Two qualifications: 1 this is years after the question was asked; 2 this only works for replacing the last line. Despite point 2, I think it could be modified to correct for the specific line modification other than the last line.
Rather than using read.table and write.table, which take time with large arrays, readLines and writeLines appears to be more efficient. In the following example I remove the last line of a large array and replace it with new text.
Set up the example by creating a large array and saving as a file:
write.table(
array(runif(1000000),dim=c(1000,1000)),
file="BigArray.r", row.names = FALSE, col.names = FALSE, sep = "\t")
Open the big array file using readLines, remove the last line and then write it again. Separately, use writeLines to add a new final line:
time=proc.time()
BigArray=readLines("BigArray.r")
BigArray=BigArray[-length(BigArray)]
writeLines(BigArray,"BigArray.r",sep="\n")
write(seq(1,1000,1),ncolumns=1000,file="BigArray.r",append=TRUE,sep="\t")
proc.time()-time
user system elapsed
0.69 0.10 0.85
This performs better than the alternative:
time=proc.time()
BigArray=read.table("BigArray.r", sep = "\t")

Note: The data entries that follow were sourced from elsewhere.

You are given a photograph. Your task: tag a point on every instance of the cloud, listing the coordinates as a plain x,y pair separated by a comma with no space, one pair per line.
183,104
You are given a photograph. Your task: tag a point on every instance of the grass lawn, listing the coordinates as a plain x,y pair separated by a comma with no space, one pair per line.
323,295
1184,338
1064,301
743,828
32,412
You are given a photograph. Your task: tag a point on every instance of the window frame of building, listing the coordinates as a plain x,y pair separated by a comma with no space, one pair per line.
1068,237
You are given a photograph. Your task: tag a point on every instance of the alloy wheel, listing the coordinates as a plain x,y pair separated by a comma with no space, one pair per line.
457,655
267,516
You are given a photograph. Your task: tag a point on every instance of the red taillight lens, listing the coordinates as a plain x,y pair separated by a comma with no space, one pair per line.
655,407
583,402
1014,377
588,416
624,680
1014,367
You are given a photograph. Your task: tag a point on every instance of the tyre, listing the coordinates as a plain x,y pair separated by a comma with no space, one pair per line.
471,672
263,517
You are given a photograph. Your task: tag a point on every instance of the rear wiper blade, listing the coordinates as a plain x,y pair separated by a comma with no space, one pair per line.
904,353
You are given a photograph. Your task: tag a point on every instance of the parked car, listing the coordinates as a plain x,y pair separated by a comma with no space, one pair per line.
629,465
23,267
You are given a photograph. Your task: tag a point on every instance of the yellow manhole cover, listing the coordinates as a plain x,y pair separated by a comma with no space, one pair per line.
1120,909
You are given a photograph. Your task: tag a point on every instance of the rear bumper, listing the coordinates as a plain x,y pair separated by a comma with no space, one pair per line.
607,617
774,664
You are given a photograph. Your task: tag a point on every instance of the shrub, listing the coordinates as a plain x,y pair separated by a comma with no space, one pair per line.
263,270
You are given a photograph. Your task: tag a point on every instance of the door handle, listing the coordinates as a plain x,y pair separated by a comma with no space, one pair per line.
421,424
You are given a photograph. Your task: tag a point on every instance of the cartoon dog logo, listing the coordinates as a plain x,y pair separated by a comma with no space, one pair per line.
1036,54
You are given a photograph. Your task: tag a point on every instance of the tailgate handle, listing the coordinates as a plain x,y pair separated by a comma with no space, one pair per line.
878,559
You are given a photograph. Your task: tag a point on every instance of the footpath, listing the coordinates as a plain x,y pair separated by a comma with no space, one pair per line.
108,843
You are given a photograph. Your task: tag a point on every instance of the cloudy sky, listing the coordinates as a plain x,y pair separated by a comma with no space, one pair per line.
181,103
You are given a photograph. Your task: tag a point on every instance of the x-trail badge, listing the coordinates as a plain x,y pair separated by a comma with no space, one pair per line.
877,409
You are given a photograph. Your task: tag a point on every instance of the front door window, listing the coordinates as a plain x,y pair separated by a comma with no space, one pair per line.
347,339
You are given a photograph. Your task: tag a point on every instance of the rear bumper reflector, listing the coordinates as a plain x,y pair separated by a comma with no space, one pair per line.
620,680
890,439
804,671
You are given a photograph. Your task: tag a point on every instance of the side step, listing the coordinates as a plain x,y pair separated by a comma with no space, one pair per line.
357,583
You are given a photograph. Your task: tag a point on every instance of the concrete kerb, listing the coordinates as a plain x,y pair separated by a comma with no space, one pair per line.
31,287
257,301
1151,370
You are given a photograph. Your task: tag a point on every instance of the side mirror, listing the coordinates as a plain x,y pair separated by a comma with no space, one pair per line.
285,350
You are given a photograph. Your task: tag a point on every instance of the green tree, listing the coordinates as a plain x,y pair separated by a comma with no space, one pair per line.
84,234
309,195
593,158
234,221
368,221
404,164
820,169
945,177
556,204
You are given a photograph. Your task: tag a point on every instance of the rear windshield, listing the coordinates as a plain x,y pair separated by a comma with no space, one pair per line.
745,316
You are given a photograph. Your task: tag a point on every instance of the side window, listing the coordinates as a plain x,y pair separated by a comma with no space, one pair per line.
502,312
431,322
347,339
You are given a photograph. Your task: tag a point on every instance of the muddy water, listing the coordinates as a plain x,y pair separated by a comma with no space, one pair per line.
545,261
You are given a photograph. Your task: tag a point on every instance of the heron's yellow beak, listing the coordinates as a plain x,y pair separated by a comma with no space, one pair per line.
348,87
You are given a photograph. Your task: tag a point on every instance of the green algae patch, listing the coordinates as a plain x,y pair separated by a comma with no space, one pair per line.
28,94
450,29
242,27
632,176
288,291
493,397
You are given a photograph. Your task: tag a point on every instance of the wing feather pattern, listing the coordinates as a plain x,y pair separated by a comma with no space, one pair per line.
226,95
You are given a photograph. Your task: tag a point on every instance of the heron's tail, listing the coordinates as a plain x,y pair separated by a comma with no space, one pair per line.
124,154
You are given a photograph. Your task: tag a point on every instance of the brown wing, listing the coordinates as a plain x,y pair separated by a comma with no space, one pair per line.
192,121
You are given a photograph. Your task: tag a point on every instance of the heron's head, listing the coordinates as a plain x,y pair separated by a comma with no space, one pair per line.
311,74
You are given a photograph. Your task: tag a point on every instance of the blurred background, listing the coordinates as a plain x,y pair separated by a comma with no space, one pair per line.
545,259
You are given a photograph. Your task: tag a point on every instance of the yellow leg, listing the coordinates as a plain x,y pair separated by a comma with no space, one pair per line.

BigArray[1000,]=seq(1,1000,1)
write.table(BigArray,file="BigArray.r", row.names = FALSE, col.names = FALSE,
sep =
"\t")
proc.time()-time
user system elapsed
3.62 0.11 3.75
Somebody may be able to do a better job of replacing a specific line within the middle of the array, but I can't get the new line for insertion into the same text format that readLines converts into.